Essa situação cria uma falsa impressão de alívio nos preços, quando na realidade:
A deflação mensal não apaga o efeito dos aumentos acumulados
Famílias ainda sentem o impacto dos preços elevados praticados nos meses anteriores
A recuperação do poder de compra é gradual e nem sempre perceptível no curto prazo
Diferentes produtos têm comportamentos distintos, criando experiências variadas entre os consumidores
É importante entender que deflação mensal não significa que os preços voltaram aos níveis do ano anterior. Mesmo com deflação pontual, o índice acumulado em 12 meses ainda pode estar acima da meta, principalmente quando se olha para categorias específicas como alimentação.

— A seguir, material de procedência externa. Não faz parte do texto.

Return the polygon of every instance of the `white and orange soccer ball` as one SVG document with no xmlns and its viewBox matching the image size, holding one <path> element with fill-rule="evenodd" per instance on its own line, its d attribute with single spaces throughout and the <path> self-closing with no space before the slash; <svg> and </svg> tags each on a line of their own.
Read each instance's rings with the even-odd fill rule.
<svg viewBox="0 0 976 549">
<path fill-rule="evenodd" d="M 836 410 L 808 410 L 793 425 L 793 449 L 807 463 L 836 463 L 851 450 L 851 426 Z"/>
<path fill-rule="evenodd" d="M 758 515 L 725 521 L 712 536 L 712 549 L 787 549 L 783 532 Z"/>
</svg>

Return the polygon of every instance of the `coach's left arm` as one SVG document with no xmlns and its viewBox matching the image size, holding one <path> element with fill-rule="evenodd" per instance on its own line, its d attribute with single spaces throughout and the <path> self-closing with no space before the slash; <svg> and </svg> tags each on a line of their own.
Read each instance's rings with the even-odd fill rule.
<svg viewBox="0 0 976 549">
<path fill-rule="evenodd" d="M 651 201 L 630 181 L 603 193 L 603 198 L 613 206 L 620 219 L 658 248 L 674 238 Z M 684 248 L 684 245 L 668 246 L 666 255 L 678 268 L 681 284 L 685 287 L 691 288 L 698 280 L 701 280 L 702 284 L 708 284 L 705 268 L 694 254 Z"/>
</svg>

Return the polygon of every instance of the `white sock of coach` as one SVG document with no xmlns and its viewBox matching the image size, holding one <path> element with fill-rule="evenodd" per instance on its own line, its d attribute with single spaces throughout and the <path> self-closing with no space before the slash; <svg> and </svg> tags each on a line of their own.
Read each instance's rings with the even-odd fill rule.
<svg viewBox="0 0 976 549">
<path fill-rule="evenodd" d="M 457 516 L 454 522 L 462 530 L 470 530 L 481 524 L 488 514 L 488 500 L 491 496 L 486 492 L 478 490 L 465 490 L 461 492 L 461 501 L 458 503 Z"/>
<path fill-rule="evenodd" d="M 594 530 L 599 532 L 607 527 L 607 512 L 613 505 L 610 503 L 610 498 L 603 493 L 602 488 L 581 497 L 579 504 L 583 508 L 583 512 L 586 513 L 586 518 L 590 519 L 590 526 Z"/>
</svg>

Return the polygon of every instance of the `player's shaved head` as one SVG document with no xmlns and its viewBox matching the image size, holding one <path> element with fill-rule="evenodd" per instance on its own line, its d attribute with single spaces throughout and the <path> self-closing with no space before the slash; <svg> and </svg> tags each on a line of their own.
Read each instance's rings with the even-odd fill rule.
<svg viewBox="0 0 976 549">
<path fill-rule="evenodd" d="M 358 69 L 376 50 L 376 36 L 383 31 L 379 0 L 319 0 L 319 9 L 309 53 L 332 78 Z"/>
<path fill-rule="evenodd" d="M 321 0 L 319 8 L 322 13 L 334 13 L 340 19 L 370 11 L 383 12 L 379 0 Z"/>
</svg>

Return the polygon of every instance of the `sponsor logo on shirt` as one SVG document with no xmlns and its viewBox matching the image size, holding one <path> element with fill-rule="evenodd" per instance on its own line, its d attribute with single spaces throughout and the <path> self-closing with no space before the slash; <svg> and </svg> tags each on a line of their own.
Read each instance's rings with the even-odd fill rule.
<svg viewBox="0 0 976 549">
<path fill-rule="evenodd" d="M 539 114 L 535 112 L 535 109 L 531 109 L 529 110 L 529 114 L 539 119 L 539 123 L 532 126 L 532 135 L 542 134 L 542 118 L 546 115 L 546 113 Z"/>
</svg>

O Que Fazer Diante Dessa Realidade
A boa notícia é que o consumidor pode adotar estratégias práticas para lidar com essa disparidade:
Monte seu próprio índice de preços: registre mensalmente os gastos da família e identifique onde os aumentos estão concentrados. Isso ajuda a entender qual é a sua inflação real, não a do noticiário.
Reavalie a lista de compras: substitua marcas ou produtos quando a alta for muito expressiva. Muitas vezes, marcas próprias ou produtos similares oferecem a mesma qualidade por preços mais acessíveis.
Planeje com margem de segurança: considere sempre que a sua inflação pode ser maior do que a oficial, principalmente se você gasta uma proporção alta da renda com alimentação. Reserve um espaço no orçamento para esses imprevistos.
Diversifique fornecedores: compare preços entre diferentes supermercados, feiras e atacarejos. A diferença pode ser significativa, especialmente em períodos de alta volatilidade.
Acompanhe os números que realmente importam: além da inflação geral, fique de olho nos índices específicos de alimentação e dos grupos de produtos que mais pesam no seu orçamento.
O Que Fica Dessa História sobre Inflação
A experiência do nosso ouvinte mostra algo essencial: a inflação oficial não é mentira, mas também não é a verdade absoluta para cada família. Ela é um retrato da média da economia, útil para políticas públicas, mas que pode estar distante da sua realidade doméstica.
O que realmente pesa no bolso depende da cesta de consumo de cada um. Uma família que gasta proporcionalmente mais com alimentação sentirá mais a inflação dos alimentos. Já uma família com gastos diversificados pode, de fato, sentir alívio quando outros setores apresentam deflação.
Por isso, além de acompanhar os índices divulgados pela mídia, é fundamental que cada família conheça e controle os seus próprios números. Só assim é possível tomar decisões mais conscientes, ajustar estratégias de compra e proteger o orçamento do impacto silencioso e desigual da variação de preços.
Lembre-se: você não está imaginando coisas quando sente que o supermercado está mais caro, mesmo ouvindo falar em deflação. Sua experiência é real e reflete uma economia complexa, onde diferentes setores se comportam de formas distintas. O segredo está em conhecer essa complexidade e se adaptar a ela.